While the images of cats doing handstands on Mars in the style of Picasso from the stable diffusion AI are new and original, they are only so because the AI tools have learned how to make them by combing through millions of pictures online of other people's cat shots.

This begs the question: should companies pay a commission or credit to those whose work contributed to training their AI?

But then, how would they decide who gets how much, given that every search request uses a different amount of data from each party who's contributed to it?

The problem of AI-generated content goes beyond art. AI can also write essays, with chat GPT becoming the go-to tool for students who have entire essays written for them. In a recent survey, half of the students admitted to using AI-generated essays, raising questions about the authenticity of their academic work.

How do we decide what constitutes original content, and what is simply a product of an AI algorithm?

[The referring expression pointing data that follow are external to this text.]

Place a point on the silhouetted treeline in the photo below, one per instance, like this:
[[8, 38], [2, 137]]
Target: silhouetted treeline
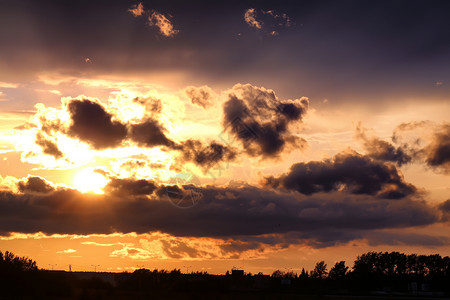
[[372, 273]]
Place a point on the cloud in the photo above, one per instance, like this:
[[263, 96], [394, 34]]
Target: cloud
[[130, 187], [137, 10], [250, 18], [34, 184], [201, 96], [48, 147], [207, 155], [149, 134], [259, 120], [346, 171], [91, 123], [100, 126], [268, 21], [250, 214], [156, 19], [444, 207], [67, 251], [8, 85], [438, 151], [430, 142], [382, 150], [377, 238], [163, 23]]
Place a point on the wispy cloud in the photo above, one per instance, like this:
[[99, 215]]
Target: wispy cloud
[[156, 19], [137, 9], [8, 85], [67, 251], [250, 18], [163, 23], [268, 21]]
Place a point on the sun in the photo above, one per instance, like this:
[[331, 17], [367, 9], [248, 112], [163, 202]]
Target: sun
[[89, 181]]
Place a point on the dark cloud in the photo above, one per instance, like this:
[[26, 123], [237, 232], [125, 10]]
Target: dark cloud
[[246, 213], [91, 123], [152, 105], [48, 147], [258, 119], [430, 142], [438, 151], [445, 209], [149, 134], [350, 172], [377, 238], [382, 150], [34, 184], [130, 187], [207, 155], [201, 96], [270, 22]]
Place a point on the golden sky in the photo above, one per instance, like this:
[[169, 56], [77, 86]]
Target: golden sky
[[176, 142]]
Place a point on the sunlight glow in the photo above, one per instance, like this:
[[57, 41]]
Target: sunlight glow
[[88, 180]]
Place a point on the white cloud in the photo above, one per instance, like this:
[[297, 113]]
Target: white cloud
[[8, 85], [250, 18], [163, 23], [137, 10]]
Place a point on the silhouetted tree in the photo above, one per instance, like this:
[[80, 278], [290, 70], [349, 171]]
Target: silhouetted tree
[[320, 270], [338, 271], [303, 274]]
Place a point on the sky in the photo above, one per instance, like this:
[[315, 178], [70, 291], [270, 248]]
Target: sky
[[205, 135]]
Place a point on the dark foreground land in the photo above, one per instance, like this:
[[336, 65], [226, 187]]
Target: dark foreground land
[[375, 276]]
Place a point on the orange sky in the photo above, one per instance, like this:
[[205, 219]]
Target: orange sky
[[261, 159]]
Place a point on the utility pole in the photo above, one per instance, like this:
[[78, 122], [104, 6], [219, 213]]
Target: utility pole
[[187, 269], [95, 267]]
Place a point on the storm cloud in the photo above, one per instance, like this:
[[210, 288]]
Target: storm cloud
[[149, 134], [201, 96], [430, 142], [207, 155], [246, 212], [346, 171], [93, 124], [259, 120], [382, 150]]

The biggest challenge with AI-generated content, however, is not its authenticity but the potential for bias. AI programs are only as good as the data they are trained on, and the data we feed them comes with human biases. For instance, Microsoft's Bing search engine, powered by chat GPT, acts like an AI co-pilot, helping users find answers to their questions. While the idea of asking a super-intelligent robot for answers is fascinating, the AI's responses are not free from human biases. This raises concerns about the accuracy and fairness of the information provided by AI-powered tools.

Although it's simple to suggest that we should create assessments that take into account the utilization of AI, implementing this idea is much more challenging. AI technology is constantly advancing and becoming more sophisticated, which makes it more challenging to differentiate between human and AI-generated work. Even if we succeed in creating assessments that account for AI-generated content, we are still confronted with the issue of evaluating that content's worth.

To sum up, AI holds enormous possibilities, but it also carries the risk of significant issues. Therefore, it's crucial to thoroughly evaluate its progress, challenges, and possible consequences.